Partying hard at Limmud Odessa
Published October 11, 2013
Leaning against the door of a low-budget hotel room in Odessa, an inebriated young man knocks with unmistakable urgency.
“Wake up, man, it’s important. I need a condom right now,” he tells his buddy, who is sleeping on the other side of the door.
It’s 4:30 A.M. at Limmud Odessa, a Jewish learning conference which few would probably associate with such nocturnal adventures. Across the world, Limmud is synonymous with different kinds of passions, like analyzing Shalom Aleichem texts or promoting female participation in institutional life.
In Warwick, England, where Limmud began 30 years ago and which remains the movement’s flagship, the conference draws hundreds of families whose children enjoy early morning aerobics classes as parents chat over coffee about which activity to attend. Elsewhere in Europe, like in Amsterdam, Limmud conferences last for just one day and are particularly popular with people over 60.
But in Odessa, the Ukrainian beach resort famous for its nightlife and liberal tradition, Limmud’s 500 participants are predominantly young Jews with partying on their minds. Some sit deep into the wee hours hours on the lobby floor, cradling guitars and bottles of vodka they brought from home — a far cheaper alternative than the bar of the OK Odessa hotel, which hosted the conference on Oct. 5-8.

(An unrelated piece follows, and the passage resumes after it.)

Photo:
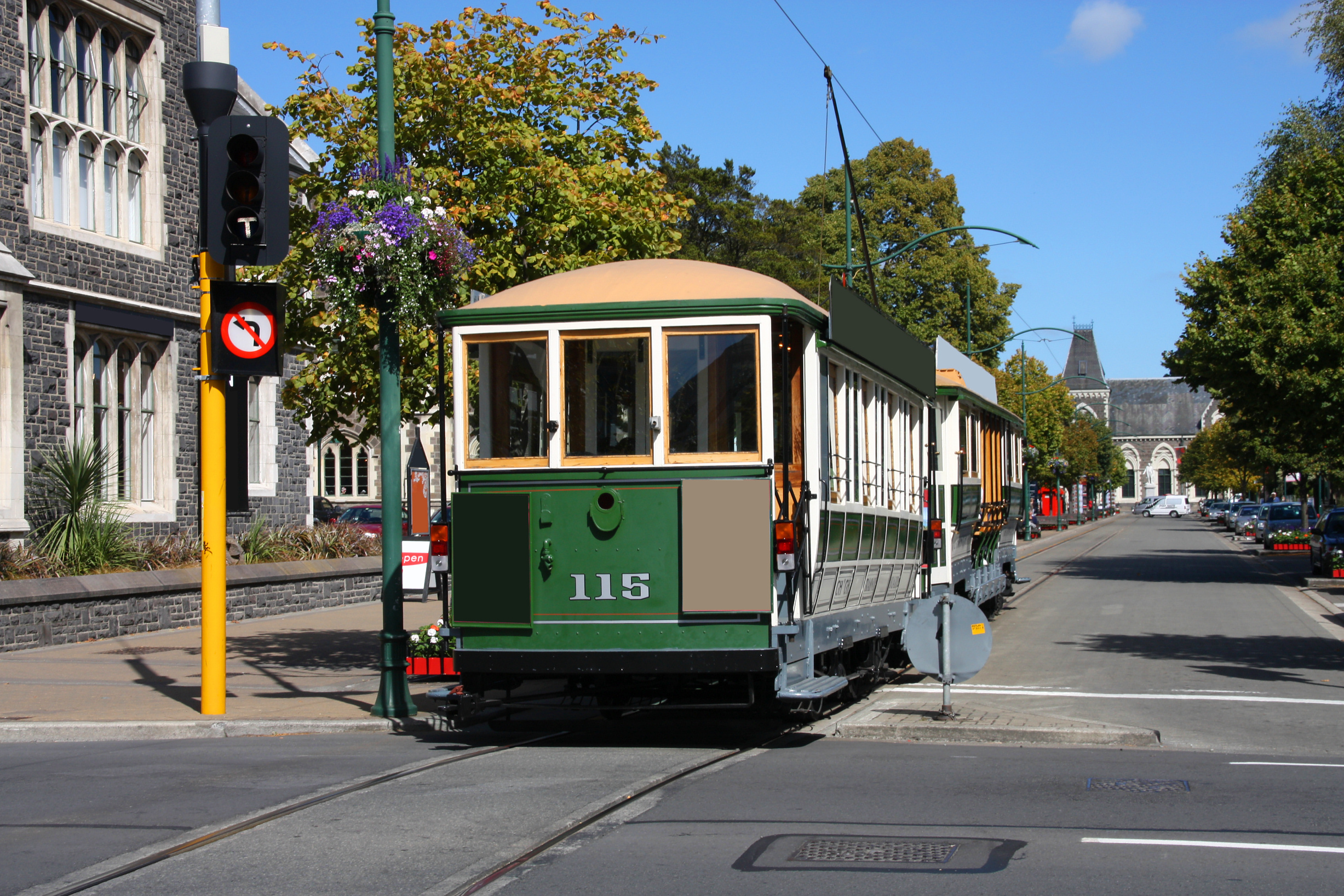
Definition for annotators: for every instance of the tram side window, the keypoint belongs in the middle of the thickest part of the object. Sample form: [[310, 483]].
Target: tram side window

Showcasing the region’s famous tolerance for heavy-duty alcohol consumption, the same people who partied on the dance floor until 4 A.M. can be seen attending and even presenting Limmud talks after sunrise, though things usually pick up only around 10 A.M.
“The lectures are interesting but my main goal here is the human contact and networking,” says Maxim Yudin, a participant in his 30s from Minsk. “When I arrived it took me hours just to get from the lobby to my room because I kept getting sucked into groups of people I know. This is like a water hole for Jews our age from all over the former Soviet Union.”
The theme of this year’s Limmud — the third such conference hosted in Odessa and the seventh held in Ukraine — was the ties that link Odessa with Tel Aviv. “Like Odessa, Tel Aviv is not famous for producing prudes,” said Ayelet Bitan Shlonsky, a presenter from Tel Aviv’s Bialik Museum complex.
Co-sponsored by the American Jewish Joint Distribution Committee, the branding strategy at Limmud Odessa seems deliberately informal. At the main even, organizers projected a video greeting by Tel Aviv Mayor Ron Huldai, who played a flute in his office while wearing shorts. He also practiced shooting hoops with a beach tennis ball.
If Limmud FSU founder Chaim Chesler disapproves of the hard partying, then he is hiding it well. “Take a look around, habibi,” says the Israel-born former Jewish Agency boss. “Not a good time to be married, huh? Tonight these guys will be partying so hard they’ll bring down the roof!”
Boruch Gorin, a Limmud Odessa presenter and influential Chabad rabbi from Moscow, isn’t shocked either. “I think it’s terrific that so many young people are coming here, it shows the resilience of the Jewish people that even after decades of Communist repression such an event has an enormous pull on the very people who will take Jewish life into the future in this part of the world,” says Gorin, who is the editor-in-chief of the L’chaim Jewish monthly.
Elsewhere in Europe, Limmud has alienated the rabbinical establishment. Britain’s former chief rabbi, Jonathan Sacks, stayed away from the gathering during his 22 years in office – an absence which many connect to a rabbinical court ruling in London that Orthodox rabbis should stay away from the event. His replacement, Rabbi Ephraim Mirvis, only this year announced he would attend.
“But FSU communities aren’t nearly as compartmentalized as the British Jewish community, where the Orthodox and seculars live in separate worlds,” Gorin says. “We are all members of the same milieu, same group, with the same celebrities and shared interests, despite all the differences — and this is a source of strength and pride for us.”